The Fascinating World of Metal Organic Frameworks: Modeling and Application

Prof. Timo Thonhauser
Wake Forest University
Chemistry Building, Room 400
Departmental Colloquium

In this colloquium, I will start out by giving a general introduction to metal organic framework (MOF) materials, explaining their extreme versatility and thus the tremendous interest in them in physics, chemistry, and materials science. I will then outline the difficulties in reliably modeling interactions of MOFs with small molecules, which are often governed by weak van der Waals forces. These interactions are not easily captured by common electronic structure modeling techniques, including widely used approximations within density functional theory (DFT). I will then focus on the details of vdW-DF, a non-local exchange-correlation functional that includes van der Waals interactions in a seamless fashion, sketching its history and derivation. Finally, I will present results for vdW-DF simulations for a wide variety of processes in MOFs, reaching from gas storage and sequestration to catalysis and photoluminescence.

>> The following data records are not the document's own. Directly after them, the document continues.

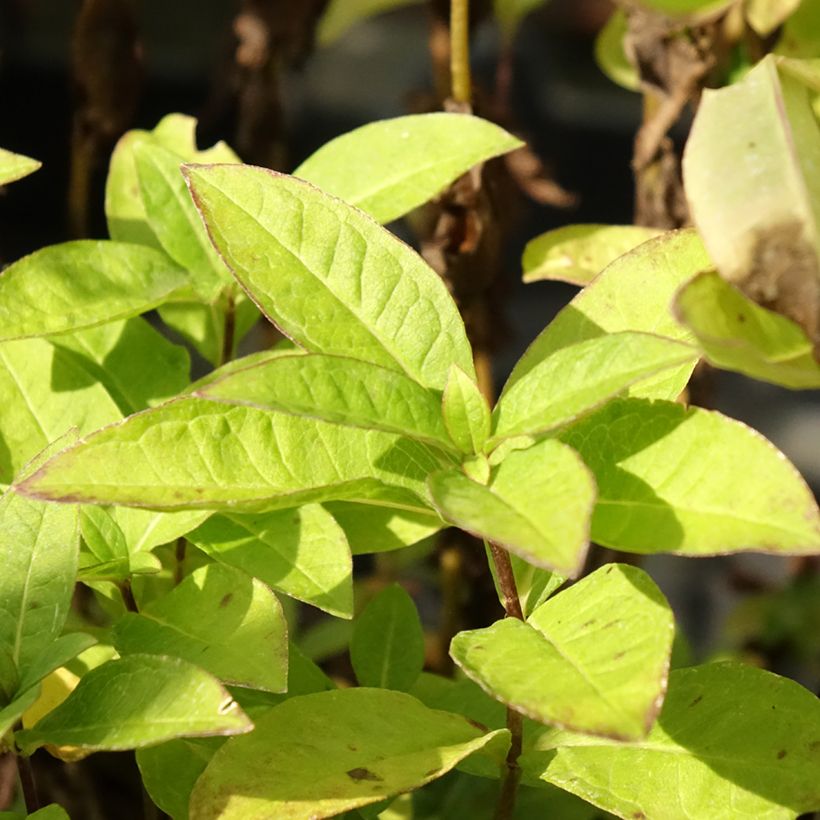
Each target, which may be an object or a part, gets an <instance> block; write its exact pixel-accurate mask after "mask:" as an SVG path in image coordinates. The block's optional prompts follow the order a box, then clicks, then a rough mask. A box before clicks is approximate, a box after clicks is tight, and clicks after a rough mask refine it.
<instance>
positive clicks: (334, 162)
mask: <svg viewBox="0 0 820 820" xmlns="http://www.w3.org/2000/svg"><path fill="white" fill-rule="evenodd" d="M347 5H350V1H349V0H348V2H347ZM521 145H523V143H522V142H521V141H520V140H519V139H516V138H515V137H513V136H512V135H511V134H508V133H507V132H506V131H505V130H504V129H502V128H499V127H498V126H497V125H494V124H493V123H491V122H488V121H487V120H482V119H480V118H479V117H473V116H470V115H469V114H451V113H435V114H414V115H411V116H407V117H396V118H395V119H390V120H382V121H380V122H372V123H369V124H368V125H364V126H362V127H361V128H357V129H355V130H354V131H351V132H349V133H347V134H342V136H340V137H336V139H334V140H331V141H330V142H329V143H327V144H326V145H324V146H322V147H321V148H320V149H319V150H318V151H317V152H316V153H315V154H313V155H312V156H310V157H308V159H306V160H305V161H304V162H303V163H302V164H301V165H300V166H299V167H298V168H297V169H296V170H295V171H294V172H293V175H294V176H297V177H299V178H300V179H304V180H306V181H307V182H311V183H313V184H314V185H315V186H316V187H317V188H321V189H322V190H323V191H325V192H326V193H328V194H333V196H337V197H339V199H343V200H345V202H349V203H350V204H351V205H355V206H356V207H357V208H361V209H362V210H363V211H364V212H365V213H368V214H370V216H372V217H373V218H374V219H375V220H377V221H378V222H381V223H382V224H384V223H386V222H392V221H393V220H394V219H398V218H399V217H400V216H404V215H405V214H406V213H409V212H410V211H412V210H413V209H414V208H417V207H418V206H419V205H423V204H424V203H425V202H427V201H428V200H430V199H432V198H433V197H435V196H436V195H437V194H439V193H441V192H442V191H443V190H444V189H445V188H446V187H447V186H448V185H449V184H450V183H451V182H453V181H454V180H456V179H458V177H460V176H461V175H462V174H466V173H467V171H469V170H470V168H472V167H473V166H474V165H478V164H479V163H481V162H485V161H486V160H488V159H491V158H492V157H496V156H499V155H500V154H506V153H507V152H508V151H512V150H515V149H516V148H520V147H521Z"/></svg>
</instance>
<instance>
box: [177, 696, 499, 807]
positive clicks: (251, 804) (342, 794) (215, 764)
mask: <svg viewBox="0 0 820 820" xmlns="http://www.w3.org/2000/svg"><path fill="white" fill-rule="evenodd" d="M508 737H509V735H508V733H507V732H506V730H503V729H502V730H500V731H498V732H492V733H489V734H482V732H481V731H480V730H479V729H477V728H475V727H474V726H472V725H471V724H470V723H468V722H467V721H466V720H465V719H464V718H462V717H459V716H456V715H451V714H447V713H446V712H436V711H433V710H430V709H427V708H426V707H424V706H422V705H421V704H420V703H419V702H418V701H417V700H416V699H415V698H411V697H410V696H409V695H405V694H403V693H400V692H390V691H386V690H380V689H344V690H338V691H333V692H321V693H319V694H315V695H305V696H303V697H298V698H292V699H290V700H287V701H285V702H284V703H282V704H281V705H279V706H277V707H275V708H274V709H272V710H271V711H270V712H269V713H268V714H267V715H265V716H264V717H262V718H260V719H259V720H258V721H257V724H256V730H255V731H254V732H253V733H252V734H250V735H248V736H247V738H246V739H244V740H243V741H240V742H237V741H230V742H228V743H226V744H225V745H224V746H223V747H222V748H221V749H220V750H219V751H218V752H217V753H216V755H214V758H213V760H212V761H211V763H210V764H209V765H208V768H207V769H206V770H205V772H204V774H203V775H202V777H201V778H200V779H199V780H198V781H197V784H196V786H195V788H194V792H193V794H192V795H191V815H192V816H193V817H197V818H199V820H208V818H217V817H219V818H223V820H232V819H233V818H237V820H238V818H242V820H246V818H248V817H253V816H255V815H256V814H263V815H264V814H267V815H268V816H275V817H277V818H281V820H297V818H304V820H308V818H312V820H320V818H325V817H333V816H335V815H337V814H339V813H340V812H342V811H345V810H346V809H353V808H356V807H358V806H366V805H369V804H370V803H377V802H378V801H380V800H382V799H384V798H385V797H389V796H391V795H395V794H399V793H401V792H404V791H409V790H411V789H415V788H418V787H419V786H422V785H423V784H424V783H427V782H429V781H430V780H433V779H435V778H436V777H440V776H441V775H443V774H445V773H446V772H447V771H449V770H450V769H452V768H453V766H455V765H456V764H457V763H458V762H459V761H460V760H462V759H464V758H465V757H467V756H468V755H470V754H471V753H473V752H475V751H478V750H479V749H486V750H487V752H488V753H495V754H496V755H501V754H503V753H504V752H505V751H506V749H505V747H506V745H507V743H508ZM499 762H500V761H499ZM271 771H276V772H277V773H278V776H277V777H276V778H272V777H270V772H271Z"/></svg>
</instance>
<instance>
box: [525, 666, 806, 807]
mask: <svg viewBox="0 0 820 820" xmlns="http://www.w3.org/2000/svg"><path fill="white" fill-rule="evenodd" d="M741 703H742V707H741V705H740V704H741ZM819 733H820V702H818V700H817V698H816V697H815V696H814V695H813V694H812V693H811V692H809V691H807V690H806V689H803V688H802V687H801V686H799V685H798V684H796V683H795V682H794V681H791V680H788V679H786V678H781V677H778V676H777V675H773V674H772V673H770V672H764V671H763V670H762V669H754V668H752V667H747V666H741V665H739V664H710V665H708V666H698V667H693V668H689V669H679V670H676V671H673V672H672V673H671V675H670V677H669V692H668V694H667V696H666V701H665V702H664V705H663V711H662V712H661V716H660V719H659V720H658V722H657V723H656V724H655V726H654V728H653V729H652V732H651V733H650V734H649V736H648V737H647V738H646V739H645V740H639V741H637V742H632V743H615V742H613V741H609V740H605V739H597V738H591V737H589V736H585V735H575V734H573V733H571V732H563V731H560V730H553V731H552V732H547V733H545V734H544V735H543V736H542V737H541V739H540V741H539V742H538V747H539V749H540V751H536V752H532V753H530V754H526V755H524V756H523V757H522V758H521V760H520V763H521V765H522V768H523V769H524V771H525V772H527V773H532V774H538V775H539V776H540V777H541V778H542V779H544V780H546V781H548V782H550V783H553V784H555V785H556V786H559V787H560V788H562V789H566V790H567V791H570V792H573V793H574V794H577V795H579V796H580V797H582V798H583V799H584V800H588V801H589V802H590V803H593V804H595V805H596V806H600V807H601V808H602V809H605V810H607V811H610V812H613V813H614V814H616V815H617V816H618V817H625V818H626V817H629V818H631V817H638V816H644V817H679V816H680V817H682V816H687V817H721V818H727V819H728V818H732V820H734V818H738V820H740V818H748V817H766V818H783V819H784V820H785V819H786V818H794V817H796V816H797V815H798V814H803V813H804V812H811V811H815V810H816V809H817V808H818V807H820V781H818V779H817V771H818V767H819V766H820V744H818V742H817V738H818V737H820V734H819Z"/></svg>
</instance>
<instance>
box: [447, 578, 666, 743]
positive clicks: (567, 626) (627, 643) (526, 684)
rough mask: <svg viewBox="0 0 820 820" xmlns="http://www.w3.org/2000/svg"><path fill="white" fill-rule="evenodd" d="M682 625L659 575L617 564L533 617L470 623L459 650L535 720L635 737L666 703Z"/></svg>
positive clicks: (509, 618)
mask: <svg viewBox="0 0 820 820" xmlns="http://www.w3.org/2000/svg"><path fill="white" fill-rule="evenodd" d="M674 631H675V628H674V619H673V617H672V611H671V609H670V608H669V604H667V602H666V600H665V599H664V597H663V595H662V594H661V591H660V590H659V589H658V588H657V587H656V586H655V584H654V583H653V581H652V579H651V578H650V577H649V576H648V575H647V574H646V573H645V572H643V571H642V570H639V569H637V568H636V567H630V566H627V565H624V564H607V565H606V566H605V567H601V569H599V570H597V571H596V572H594V573H593V574H592V575H589V576H587V577H586V578H584V579H583V580H582V581H579V582H578V583H577V584H575V585H574V586H571V587H569V589H566V590H564V591H563V592H561V593H559V594H558V595H556V596H555V597H554V598H552V599H550V600H549V601H547V602H546V603H544V604H542V605H541V606H540V607H538V608H537V609H536V610H535V611H534V612H533V614H532V615H531V616H530V617H529V618H528V619H527V621H526V622H523V621H519V620H516V619H515V618H505V619H504V620H503V621H497V622H496V623H495V624H493V625H492V626H491V627H488V628H487V629H476V630H473V631H471V632H460V633H459V634H458V635H456V636H455V638H453V642H452V644H451V646H450V654H451V656H452V658H453V660H455V662H456V663H457V664H458V665H459V666H460V667H461V668H462V669H463V670H464V671H465V672H466V673H467V674H468V675H469V676H470V677H471V678H472V679H473V680H475V681H476V682H477V683H479V684H480V685H481V687H482V688H483V689H484V690H485V691H486V692H488V693H489V694H490V695H492V696H493V697H495V698H497V699H498V700H501V701H502V702H503V703H506V704H507V705H508V706H512V707H513V708H514V709H516V710H517V711H519V712H522V713H523V714H525V715H527V716H529V717H531V718H532V719H533V720H537V721H539V722H541V723H550V724H555V725H559V726H565V727H570V728H573V729H575V730H577V731H580V732H585V733H589V734H595V735H604V736H606V737H615V738H620V739H622V740H635V739H638V738H642V737H645V736H646V734H647V732H648V731H649V729H650V727H651V726H652V723H653V722H654V720H655V717H656V715H657V713H658V711H659V709H660V705H661V702H662V700H663V694H664V691H665V689H666V676H667V673H668V671H669V656H670V653H671V650H672V638H673V636H674Z"/></svg>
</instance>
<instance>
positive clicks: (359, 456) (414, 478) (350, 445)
mask: <svg viewBox="0 0 820 820" xmlns="http://www.w3.org/2000/svg"><path fill="white" fill-rule="evenodd" d="M439 466H440V462H438V461H437V459H436V458H435V457H434V456H433V455H432V454H431V453H430V452H429V451H428V450H427V449H426V448H425V447H424V445H422V444H420V443H418V442H414V441H411V440H409V439H404V438H400V437H398V436H394V435H391V434H389V433H383V432H381V431H378V430H372V431H371V430H358V429H356V428H353V427H339V426H338V425H334V424H330V423H328V422H323V421H317V420H315V419H309V418H304V417H302V416H290V415H285V414H281V413H276V412H274V411H269V410H259V409H257V408H255V407H240V406H235V405H228V404H222V403H220V402H211V401H206V400H204V399H196V398H190V399H188V398H185V399H180V400H178V401H175V402H170V403H168V404H165V405H163V406H161V407H158V408H156V409H154V410H147V411H145V412H143V413H138V414H137V415H135V416H131V417H130V418H128V419H125V420H124V421H122V422H120V423H119V424H114V425H111V426H110V427H106V428H104V429H102V430H99V431H97V432H96V433H95V434H93V435H91V436H89V437H88V438H87V439H86V440H84V441H81V442H80V443H79V444H77V445H76V446H75V447H72V448H70V449H68V450H65V451H64V452H63V453H61V454H59V455H58V456H56V457H55V458H53V459H51V461H49V462H47V463H46V464H45V465H44V466H43V467H42V468H41V469H40V470H39V471H38V472H37V473H36V474H35V475H34V476H32V477H31V478H29V479H28V480H26V481H25V482H23V483H22V485H21V491H22V492H24V493H27V494H30V495H33V496H36V497H40V498H49V499H52V500H62V501H69V500H71V501H80V502H84V503H89V504H124V505H133V506H144V507H151V508H154V509H161V510H174V509H182V508H188V509H192V508H197V507H200V508H206V509H219V510H226V511H228V510H233V511H243V510H244V511H253V510H259V509H268V510H270V509H273V508H276V507H278V508H280V509H281V508H283V507H293V506H295V505H298V504H300V503H304V502H308V501H316V500H330V499H338V498H348V499H350V498H355V499H359V500H363V501H367V500H372V499H376V498H378V499H379V501H380V502H382V503H386V504H393V505H397V506H401V507H404V508H408V509H422V510H423V509H424V508H425V506H424V502H423V501H422V500H421V499H422V498H423V497H424V496H425V495H426V490H425V481H426V478H427V475H428V474H429V473H430V472H431V471H432V470H434V469H436V468H438V467H439Z"/></svg>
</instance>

Dr. Thonhauser received his PhD in solid-state physics from the Institute for Theoretical Physics, Karl–Franzens–Universität Graz, Austria in 2001. He subsequently held postdoctoral research positions in the Department of Physics at The Pennsylvania State University and Rutgers University. In 2008, Dr. Thonhauser joined the faculty in the Physics Department at Wake Forest University. He was recently elected a Fellow of the American Physical Society and a Simons Fellow, which allowed him to take up a visiting Associate Professor appointment in Chemistry at the Massachusetts Institute of Technology during this past academic year. Dr. Thonhauser has also been named the director of the newly established Center for Functional Materials at Wake Forest University. His research is devoted to the application of condensed-matter theory to currently outstanding problems in physics, biophysics, chemistry, and materials science, with applications to nano-, bio-, and energy-related materials.